I disagree with your last paragraph. Political freedom does not guarantee the ability to become rich. It takes far more than democracy for a society to become a meritocracy.
In plenty of non-dictatorial non-politically-oppressive countries out there, the poor simply do not encounter the opportunities to become rich - the rich keep these to themselves, effectively. Bad public education causes the children of poor people to be unable to get high-paying jobs. Low wages cause parents to have to work so much, they don't have time to be good parents, to convey to their kids the importance of education, of discipline, of staying out of crime. And even in countries where public education is pretty dang good, kids in poor families have a much harder time being motivated to do well in school. This all happens in non-oppressive, democratic countries.
For the poor to become "free" to "always become more wealthy and gain all the benefits thereof", a society needs more than political freedom, democracy, and freedom of expression and of opinion. For that, a society needs its people to realize that this kind of situation - where the poor do not get the same opportunities as the rich, where poor parents can't parent and poor kids can't learn - is fundamentally unfair, that the wealth of the rich needs to be used to fix this system. Social injustice is its own animal, it's not a consequence of political tyranny.
I'm not saying I know how to fix social injustice, but I do think that a good start would be understanding 1) that poverty is self-perpetuating and 2) that rich people should donate money to causes that stop this cycle by making it easier for at-risk kids to have access to health, to education, and to the message that education is the way out.
Michael is right. While freedom does not assure folks of wealth, opression universally DOES assure the masses of poverty.
I would think the goal is to give everyone a chance to gain wealth. What they do with that chance is a different discussion.
One, neither of poverty and oppression causes the other. Rather, they often have a common cause - and sometimes it works out as people in poverty seeking deliverance from it and mistakenly handing themselves over to oppression. Quite often, in fact.
If anything, a Maharajah taxing his subjects to accumulate gold and jewels just takes their spare labour - with too many people they couldn't have improved their living conditions which were limited by available land.

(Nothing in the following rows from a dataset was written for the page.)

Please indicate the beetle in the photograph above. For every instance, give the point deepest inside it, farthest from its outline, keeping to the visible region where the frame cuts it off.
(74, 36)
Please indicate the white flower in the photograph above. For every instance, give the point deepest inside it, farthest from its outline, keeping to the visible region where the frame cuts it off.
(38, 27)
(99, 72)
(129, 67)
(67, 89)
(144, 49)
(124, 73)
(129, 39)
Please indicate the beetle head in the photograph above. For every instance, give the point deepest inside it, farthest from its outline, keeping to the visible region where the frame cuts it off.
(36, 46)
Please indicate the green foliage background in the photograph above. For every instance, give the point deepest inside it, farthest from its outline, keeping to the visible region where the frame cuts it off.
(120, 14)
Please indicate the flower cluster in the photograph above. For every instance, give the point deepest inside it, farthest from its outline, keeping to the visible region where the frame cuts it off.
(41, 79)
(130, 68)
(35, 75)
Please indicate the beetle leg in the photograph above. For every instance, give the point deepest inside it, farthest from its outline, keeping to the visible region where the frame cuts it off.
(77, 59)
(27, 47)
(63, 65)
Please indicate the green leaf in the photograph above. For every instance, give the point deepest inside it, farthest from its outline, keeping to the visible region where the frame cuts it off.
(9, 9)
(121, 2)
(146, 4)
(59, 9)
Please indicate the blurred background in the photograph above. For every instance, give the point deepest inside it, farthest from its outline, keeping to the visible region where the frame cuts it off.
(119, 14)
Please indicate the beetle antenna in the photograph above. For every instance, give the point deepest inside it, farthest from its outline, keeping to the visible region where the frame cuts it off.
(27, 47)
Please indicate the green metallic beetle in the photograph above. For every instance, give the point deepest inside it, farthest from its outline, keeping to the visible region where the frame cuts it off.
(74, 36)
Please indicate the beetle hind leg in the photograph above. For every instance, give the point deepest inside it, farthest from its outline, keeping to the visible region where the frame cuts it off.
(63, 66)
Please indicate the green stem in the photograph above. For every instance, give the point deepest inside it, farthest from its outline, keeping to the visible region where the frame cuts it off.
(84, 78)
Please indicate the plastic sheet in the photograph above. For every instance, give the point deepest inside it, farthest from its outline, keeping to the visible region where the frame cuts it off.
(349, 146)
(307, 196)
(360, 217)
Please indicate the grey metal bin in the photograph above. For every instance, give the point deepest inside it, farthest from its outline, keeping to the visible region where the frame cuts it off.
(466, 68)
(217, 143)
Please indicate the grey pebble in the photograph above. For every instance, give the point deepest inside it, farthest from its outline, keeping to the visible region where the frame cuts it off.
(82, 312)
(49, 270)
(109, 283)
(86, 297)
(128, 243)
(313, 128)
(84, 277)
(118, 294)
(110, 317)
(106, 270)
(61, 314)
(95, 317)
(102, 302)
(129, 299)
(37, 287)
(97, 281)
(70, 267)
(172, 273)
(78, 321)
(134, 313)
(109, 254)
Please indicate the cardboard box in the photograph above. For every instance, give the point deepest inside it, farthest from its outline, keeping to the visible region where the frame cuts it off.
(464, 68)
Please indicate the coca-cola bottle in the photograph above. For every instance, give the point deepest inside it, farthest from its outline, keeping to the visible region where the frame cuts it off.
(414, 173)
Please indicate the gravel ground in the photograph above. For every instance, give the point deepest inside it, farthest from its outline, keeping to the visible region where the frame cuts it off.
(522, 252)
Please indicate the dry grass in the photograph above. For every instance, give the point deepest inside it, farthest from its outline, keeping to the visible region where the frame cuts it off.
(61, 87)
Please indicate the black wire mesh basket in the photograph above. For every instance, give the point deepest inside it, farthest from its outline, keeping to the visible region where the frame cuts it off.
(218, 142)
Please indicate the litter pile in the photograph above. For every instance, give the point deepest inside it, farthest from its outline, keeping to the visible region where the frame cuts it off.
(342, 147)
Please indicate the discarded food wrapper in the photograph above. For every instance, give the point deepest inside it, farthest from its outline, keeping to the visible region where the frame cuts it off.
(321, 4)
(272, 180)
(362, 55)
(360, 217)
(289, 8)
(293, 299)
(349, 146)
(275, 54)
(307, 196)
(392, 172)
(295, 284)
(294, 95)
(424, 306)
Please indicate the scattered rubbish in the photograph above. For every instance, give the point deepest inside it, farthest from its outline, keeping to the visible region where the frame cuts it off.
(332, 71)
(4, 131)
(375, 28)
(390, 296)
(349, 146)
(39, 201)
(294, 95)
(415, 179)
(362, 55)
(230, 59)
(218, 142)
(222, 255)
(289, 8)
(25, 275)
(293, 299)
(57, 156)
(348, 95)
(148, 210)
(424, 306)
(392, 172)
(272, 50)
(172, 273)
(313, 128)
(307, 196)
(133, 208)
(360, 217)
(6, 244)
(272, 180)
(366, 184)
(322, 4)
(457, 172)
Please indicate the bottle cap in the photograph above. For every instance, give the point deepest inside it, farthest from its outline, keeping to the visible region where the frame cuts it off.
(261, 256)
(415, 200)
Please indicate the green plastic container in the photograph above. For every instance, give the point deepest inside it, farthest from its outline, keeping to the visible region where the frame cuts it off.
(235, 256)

That's just to illustrate that in true third world conditions, you can only move food from mouth to mouth anyway, and oppression is bad for quite separate reasons without causing poverty at all.
Two, because of the "fallacy of composition" it is not possible for everyone who is free to make the effort to succeed in climbing out from where they started, just like that, all by doing what looks right at any point in time.
To prevent them just crowding each other aside the total number of opportunities has to grow too, which takes rather longer. A true free market tends to produce this increase in opportunities (though not the sort of thing calling itself "free market" these days).
But there's still a catch: poor people can still increase faster than opportunities, unless conditions are favourable.